Four Bulgarian political parties have denounced an annual neo-Nazi march that has been held in the nation’s capital since 2003.
The Lukov March, a torchlight rally through Sofia that honours a pro-Nazi Bulgarian general who led the fascist Union of Bulgarian National Legions that was active between 1932 and 1944, attracts Neo-Nazis from across Europe. It has been banned in past years by the city of Sofia, with a court ruling in favour of the ban in 2020.
In 2018, the World Jewish Congress presented Bulgarian Prime Minister Boyko Borisov with a petition signed by 175,000 people worldwide requesting that the Bulgarian government issue an administrative ban on the march.

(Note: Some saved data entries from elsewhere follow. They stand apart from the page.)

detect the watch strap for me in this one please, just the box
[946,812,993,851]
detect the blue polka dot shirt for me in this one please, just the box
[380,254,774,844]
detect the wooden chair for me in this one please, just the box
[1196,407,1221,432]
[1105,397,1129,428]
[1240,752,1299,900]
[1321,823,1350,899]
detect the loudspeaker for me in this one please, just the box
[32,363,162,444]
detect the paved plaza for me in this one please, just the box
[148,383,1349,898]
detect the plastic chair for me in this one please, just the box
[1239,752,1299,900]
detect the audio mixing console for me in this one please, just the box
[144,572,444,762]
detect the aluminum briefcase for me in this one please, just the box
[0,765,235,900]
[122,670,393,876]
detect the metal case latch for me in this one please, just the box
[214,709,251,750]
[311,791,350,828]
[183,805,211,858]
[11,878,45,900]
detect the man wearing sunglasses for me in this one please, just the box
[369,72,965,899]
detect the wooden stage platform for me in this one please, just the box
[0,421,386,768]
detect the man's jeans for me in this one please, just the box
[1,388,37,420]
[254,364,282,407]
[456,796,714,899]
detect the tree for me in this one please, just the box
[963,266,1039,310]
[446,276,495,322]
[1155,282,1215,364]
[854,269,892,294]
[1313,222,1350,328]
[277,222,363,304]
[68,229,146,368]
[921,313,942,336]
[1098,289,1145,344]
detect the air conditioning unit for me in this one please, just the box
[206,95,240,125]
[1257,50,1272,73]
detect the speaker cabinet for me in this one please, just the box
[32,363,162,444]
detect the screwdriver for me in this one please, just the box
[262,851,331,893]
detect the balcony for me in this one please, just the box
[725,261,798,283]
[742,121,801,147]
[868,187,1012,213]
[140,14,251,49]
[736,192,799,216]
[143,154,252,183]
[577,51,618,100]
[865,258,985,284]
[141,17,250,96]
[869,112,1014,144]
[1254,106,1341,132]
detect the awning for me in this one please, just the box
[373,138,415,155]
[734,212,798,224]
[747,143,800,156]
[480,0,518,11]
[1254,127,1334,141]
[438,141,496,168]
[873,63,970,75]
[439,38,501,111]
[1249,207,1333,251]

According to the Sofia Globe, on Friday the rally was condemned by the prime minister’s We Continue the Change (WCC) party, along with three other parties in parliament. Finance Minister Assen Vassilver of the WCC party also denounced the march, as well as other neo-Nazi events held in the country.
Speaking on behalf of the party, MP Tatiana Sultanova said: “Provocations to violence, propaganda of racism, antisemitism, homophobia, sexism, have no place in Bulgarian society. We condemn any attempt to hold events that threaten public peace and the dignity of Bulgarian citizens.”
Bulgarian Socialist Party (BSP) MP Alexander Simov told the National Assembly that his party had called every year for the event to be banned.
“Every year in some strange way this procession turns out to be allowed and every year on the streets of Sofia these dark forces, which we must categorically oppose,” Simov said.
MP Stanislav Anastasov, of the Movement for Rights and Freedom party, criticized the Interior Ministry for having the ability to put an end to the rally but not doing so.
The opposition party of former Prime Minister Boyko Borisov, GERB, said in a Friday Facebook post that the rally should be banned.
“There is no greater insult to the memory of victims and their heirs than revisionism and attempts to revive and honour individuals and practices associated with dark times in which antisemitism and hatred changed destinies and destroyed lives,” the statement said.
The party noted that when it was in power, it had worked with other levels of government to ban the Lukov March for two years.